Lemma 88.3.11. There is a canonical map

\[ \mathfrak m_\Lambda /\mathfrak m_\Lambda ^2 \longrightarrow H_1(L_{k/\Lambda }). \]

If $k' \subset k$ is separable (for example if the characteristic of $k$ is zero), then this map induces an isomorphism $\mathfrak m_\Lambda /\mathfrak m_\Lambda ^2 \otimes _{k'} k = H_1(L_{k/\Lambda })$. If $k = k'$ (for example in the classical case), then $\mathfrak m_\Lambda /\mathfrak m_\Lambda ^2 = H_1(L_{k/\Lambda })$. The composition

\[ \mathfrak m_\Lambda /\mathfrak m_\Lambda ^2 \longrightarrow H_1(L_{k/\Lambda }) \longrightarrow \mathfrak m_ A/\mathfrak m_ A^2 \]

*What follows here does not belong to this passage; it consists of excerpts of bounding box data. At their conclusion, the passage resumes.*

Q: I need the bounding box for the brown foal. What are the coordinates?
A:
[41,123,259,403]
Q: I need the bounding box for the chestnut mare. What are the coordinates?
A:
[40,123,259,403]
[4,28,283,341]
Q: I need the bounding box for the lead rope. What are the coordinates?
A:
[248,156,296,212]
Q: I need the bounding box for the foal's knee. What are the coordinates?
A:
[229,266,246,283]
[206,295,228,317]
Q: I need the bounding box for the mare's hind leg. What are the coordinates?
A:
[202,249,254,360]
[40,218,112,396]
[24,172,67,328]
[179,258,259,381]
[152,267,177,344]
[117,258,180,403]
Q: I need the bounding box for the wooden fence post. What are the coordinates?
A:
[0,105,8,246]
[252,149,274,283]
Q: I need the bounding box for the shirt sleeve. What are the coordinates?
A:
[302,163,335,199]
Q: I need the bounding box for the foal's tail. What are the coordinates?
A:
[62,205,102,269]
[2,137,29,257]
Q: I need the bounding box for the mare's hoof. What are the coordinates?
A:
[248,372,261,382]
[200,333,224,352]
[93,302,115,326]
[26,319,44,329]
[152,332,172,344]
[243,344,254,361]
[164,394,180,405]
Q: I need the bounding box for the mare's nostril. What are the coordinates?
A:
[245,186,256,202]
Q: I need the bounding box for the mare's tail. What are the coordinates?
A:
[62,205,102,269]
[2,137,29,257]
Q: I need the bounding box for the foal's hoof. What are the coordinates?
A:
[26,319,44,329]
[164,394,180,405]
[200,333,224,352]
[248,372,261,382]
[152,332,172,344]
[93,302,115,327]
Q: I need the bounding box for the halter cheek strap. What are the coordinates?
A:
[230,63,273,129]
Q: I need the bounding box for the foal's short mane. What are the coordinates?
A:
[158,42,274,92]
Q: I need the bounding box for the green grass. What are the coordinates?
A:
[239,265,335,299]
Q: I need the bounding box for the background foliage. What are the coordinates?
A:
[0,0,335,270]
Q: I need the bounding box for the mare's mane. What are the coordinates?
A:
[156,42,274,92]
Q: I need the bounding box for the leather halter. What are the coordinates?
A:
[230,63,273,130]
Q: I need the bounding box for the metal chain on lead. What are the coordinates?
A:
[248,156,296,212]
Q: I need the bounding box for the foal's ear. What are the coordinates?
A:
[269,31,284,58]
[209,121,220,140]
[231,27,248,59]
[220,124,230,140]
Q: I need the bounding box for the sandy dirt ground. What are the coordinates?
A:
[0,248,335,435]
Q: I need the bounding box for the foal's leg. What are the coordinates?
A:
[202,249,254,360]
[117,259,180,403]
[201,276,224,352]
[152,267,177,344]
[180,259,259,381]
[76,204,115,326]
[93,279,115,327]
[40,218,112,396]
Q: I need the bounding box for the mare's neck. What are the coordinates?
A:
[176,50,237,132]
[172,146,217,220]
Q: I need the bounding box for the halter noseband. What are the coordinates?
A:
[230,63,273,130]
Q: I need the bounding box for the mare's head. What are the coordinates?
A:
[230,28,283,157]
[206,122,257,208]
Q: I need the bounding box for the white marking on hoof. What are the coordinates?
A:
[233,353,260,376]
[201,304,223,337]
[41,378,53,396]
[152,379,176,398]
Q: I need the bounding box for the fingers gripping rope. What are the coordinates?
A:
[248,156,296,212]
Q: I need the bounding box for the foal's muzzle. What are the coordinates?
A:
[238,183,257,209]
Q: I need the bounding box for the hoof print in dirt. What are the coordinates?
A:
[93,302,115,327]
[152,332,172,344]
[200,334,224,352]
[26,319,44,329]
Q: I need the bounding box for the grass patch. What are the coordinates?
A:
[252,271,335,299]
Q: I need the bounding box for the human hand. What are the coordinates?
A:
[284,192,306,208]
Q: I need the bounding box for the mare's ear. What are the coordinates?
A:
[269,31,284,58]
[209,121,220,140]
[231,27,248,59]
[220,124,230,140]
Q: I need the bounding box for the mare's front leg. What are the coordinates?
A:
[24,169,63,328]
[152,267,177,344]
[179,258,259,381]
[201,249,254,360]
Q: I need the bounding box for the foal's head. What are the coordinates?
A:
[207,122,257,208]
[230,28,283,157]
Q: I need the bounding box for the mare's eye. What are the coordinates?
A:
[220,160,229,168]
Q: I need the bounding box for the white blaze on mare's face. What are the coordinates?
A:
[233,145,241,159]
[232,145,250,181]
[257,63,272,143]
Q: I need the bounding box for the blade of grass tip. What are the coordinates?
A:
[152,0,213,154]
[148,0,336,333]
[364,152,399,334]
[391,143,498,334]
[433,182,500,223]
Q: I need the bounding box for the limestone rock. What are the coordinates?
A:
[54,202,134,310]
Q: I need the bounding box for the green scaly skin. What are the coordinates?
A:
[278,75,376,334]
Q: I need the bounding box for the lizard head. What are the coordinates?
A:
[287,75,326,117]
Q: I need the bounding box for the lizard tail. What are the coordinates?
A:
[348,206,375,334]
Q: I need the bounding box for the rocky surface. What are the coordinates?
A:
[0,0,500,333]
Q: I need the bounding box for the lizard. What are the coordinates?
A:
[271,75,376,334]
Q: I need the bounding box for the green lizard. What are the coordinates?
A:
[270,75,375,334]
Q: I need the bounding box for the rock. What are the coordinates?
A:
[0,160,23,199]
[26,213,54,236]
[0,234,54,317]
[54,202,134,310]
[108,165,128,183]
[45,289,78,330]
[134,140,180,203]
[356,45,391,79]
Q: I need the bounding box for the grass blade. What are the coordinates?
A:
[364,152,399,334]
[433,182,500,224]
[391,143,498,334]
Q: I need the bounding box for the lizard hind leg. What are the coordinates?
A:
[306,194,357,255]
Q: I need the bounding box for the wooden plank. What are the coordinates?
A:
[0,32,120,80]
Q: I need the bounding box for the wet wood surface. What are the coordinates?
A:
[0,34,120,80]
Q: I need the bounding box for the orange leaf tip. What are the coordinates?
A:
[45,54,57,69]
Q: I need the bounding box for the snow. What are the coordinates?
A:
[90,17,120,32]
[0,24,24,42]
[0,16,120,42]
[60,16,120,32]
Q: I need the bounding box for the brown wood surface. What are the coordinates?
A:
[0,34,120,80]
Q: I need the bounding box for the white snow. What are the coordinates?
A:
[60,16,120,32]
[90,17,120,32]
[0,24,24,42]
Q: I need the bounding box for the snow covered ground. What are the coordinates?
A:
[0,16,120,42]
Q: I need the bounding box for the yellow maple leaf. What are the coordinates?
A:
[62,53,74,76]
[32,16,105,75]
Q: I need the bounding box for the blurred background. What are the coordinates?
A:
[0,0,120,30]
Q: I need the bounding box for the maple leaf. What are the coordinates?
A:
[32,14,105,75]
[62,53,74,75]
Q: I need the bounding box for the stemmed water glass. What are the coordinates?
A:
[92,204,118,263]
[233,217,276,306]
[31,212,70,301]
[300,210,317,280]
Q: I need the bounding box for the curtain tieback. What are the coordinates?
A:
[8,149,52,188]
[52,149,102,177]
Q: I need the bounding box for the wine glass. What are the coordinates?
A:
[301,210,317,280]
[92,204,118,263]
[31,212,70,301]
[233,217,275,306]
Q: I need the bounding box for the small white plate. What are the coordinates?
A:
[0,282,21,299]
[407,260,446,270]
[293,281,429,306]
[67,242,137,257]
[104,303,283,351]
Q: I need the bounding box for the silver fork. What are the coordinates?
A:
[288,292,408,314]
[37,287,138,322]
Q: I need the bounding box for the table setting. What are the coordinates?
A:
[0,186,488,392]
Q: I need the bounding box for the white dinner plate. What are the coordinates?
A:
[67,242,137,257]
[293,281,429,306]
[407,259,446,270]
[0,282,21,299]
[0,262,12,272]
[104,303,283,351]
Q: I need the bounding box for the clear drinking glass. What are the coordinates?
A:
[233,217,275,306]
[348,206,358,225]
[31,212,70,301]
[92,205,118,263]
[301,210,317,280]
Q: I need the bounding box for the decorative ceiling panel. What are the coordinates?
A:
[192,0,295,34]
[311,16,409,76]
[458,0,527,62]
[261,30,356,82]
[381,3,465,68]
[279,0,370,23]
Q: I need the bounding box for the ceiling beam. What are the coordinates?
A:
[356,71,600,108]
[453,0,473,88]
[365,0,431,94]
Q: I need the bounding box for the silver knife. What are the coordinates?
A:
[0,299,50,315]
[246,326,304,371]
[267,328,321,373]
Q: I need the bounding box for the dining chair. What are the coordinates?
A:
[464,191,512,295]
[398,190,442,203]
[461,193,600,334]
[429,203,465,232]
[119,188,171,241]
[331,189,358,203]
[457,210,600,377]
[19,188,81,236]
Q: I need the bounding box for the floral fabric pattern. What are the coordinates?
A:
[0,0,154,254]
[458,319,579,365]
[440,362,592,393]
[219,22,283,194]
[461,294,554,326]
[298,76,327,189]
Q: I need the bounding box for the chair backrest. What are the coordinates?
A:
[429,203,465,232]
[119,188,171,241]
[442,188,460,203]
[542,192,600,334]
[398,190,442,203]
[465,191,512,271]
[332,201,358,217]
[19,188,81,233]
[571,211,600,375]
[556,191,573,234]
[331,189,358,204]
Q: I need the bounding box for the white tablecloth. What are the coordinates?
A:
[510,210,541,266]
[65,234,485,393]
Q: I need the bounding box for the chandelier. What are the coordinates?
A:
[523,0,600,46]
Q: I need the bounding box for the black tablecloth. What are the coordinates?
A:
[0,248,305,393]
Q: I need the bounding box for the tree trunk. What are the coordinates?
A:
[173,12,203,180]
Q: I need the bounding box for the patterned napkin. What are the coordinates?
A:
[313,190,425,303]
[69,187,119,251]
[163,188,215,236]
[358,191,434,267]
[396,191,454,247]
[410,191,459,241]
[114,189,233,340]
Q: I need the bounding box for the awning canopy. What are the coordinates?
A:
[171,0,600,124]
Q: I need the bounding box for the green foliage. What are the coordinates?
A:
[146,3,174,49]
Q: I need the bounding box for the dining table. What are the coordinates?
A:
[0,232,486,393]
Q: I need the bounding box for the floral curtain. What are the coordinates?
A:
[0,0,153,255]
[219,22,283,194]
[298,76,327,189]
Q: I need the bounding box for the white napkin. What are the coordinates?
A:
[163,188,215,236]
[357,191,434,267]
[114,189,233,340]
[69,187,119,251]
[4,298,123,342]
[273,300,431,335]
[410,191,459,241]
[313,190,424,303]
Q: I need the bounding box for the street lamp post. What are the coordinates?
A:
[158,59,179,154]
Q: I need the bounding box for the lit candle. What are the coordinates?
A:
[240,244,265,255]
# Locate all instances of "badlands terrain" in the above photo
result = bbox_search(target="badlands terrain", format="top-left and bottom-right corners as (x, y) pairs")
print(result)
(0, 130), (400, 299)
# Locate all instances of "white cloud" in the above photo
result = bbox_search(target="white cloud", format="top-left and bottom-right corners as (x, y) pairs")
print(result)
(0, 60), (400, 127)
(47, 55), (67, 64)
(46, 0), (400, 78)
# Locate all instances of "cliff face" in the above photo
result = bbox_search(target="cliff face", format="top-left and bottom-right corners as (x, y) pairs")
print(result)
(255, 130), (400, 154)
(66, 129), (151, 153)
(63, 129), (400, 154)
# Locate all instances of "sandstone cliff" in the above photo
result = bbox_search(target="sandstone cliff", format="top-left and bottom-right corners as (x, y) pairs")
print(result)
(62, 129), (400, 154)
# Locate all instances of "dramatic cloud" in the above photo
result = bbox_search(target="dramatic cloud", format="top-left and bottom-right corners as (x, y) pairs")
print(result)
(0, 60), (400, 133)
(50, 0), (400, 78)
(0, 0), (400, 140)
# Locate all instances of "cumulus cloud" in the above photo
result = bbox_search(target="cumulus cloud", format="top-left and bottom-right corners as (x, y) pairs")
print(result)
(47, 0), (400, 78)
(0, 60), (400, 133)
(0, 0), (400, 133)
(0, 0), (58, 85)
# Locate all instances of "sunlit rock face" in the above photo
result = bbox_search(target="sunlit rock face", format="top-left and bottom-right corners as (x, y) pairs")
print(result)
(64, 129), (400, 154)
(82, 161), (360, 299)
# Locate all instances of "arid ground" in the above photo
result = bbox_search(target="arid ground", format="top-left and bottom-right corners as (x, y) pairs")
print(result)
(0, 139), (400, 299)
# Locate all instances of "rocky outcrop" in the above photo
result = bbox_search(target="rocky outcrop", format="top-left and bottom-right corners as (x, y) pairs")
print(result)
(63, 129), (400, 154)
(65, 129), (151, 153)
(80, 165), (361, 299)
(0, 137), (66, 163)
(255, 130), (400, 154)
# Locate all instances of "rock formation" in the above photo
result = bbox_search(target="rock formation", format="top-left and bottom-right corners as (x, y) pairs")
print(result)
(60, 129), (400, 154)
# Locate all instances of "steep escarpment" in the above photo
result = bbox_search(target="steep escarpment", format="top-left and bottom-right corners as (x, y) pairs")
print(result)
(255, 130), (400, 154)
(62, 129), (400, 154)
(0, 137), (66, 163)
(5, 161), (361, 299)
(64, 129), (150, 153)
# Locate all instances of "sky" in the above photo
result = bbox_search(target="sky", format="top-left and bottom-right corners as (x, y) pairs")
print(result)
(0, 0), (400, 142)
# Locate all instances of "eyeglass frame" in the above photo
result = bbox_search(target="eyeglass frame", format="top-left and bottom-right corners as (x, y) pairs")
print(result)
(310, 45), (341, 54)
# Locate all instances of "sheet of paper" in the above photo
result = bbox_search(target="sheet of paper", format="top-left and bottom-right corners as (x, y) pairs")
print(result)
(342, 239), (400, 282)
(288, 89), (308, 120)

comes from the canonical map $\mathfrak m_\Lambda \to \mathfrak m_ A$.

**Proof.**
Note that $H_1(L_{k'/\Lambda }) = \mathfrak m_\Lambda /\mathfrak m_\Lambda ^2$ as $\Lambda \to k'$ is surjective with kernel $\mathfrak m_\Lambda $. The map arises from functoriality of the naive cotangent complex. If $k' \subset k$ is separable, then $k' \to k$ is an étale ring map, see Algebra, Lemma 10.143.4. Thus its naive cotangent complex has trivial homology groups, see Algebra, Definition 10.143.1. Then Algebra, Lemma 10.134.4 applied to the ring maps $\Lambda \to k' \to k$ implies that $\mathfrak m_\Lambda /\mathfrak m_\Lambda ^2 \otimes _{k'} k = H_1(L_{k/\Lambda })$. We omit the proof of the final statement.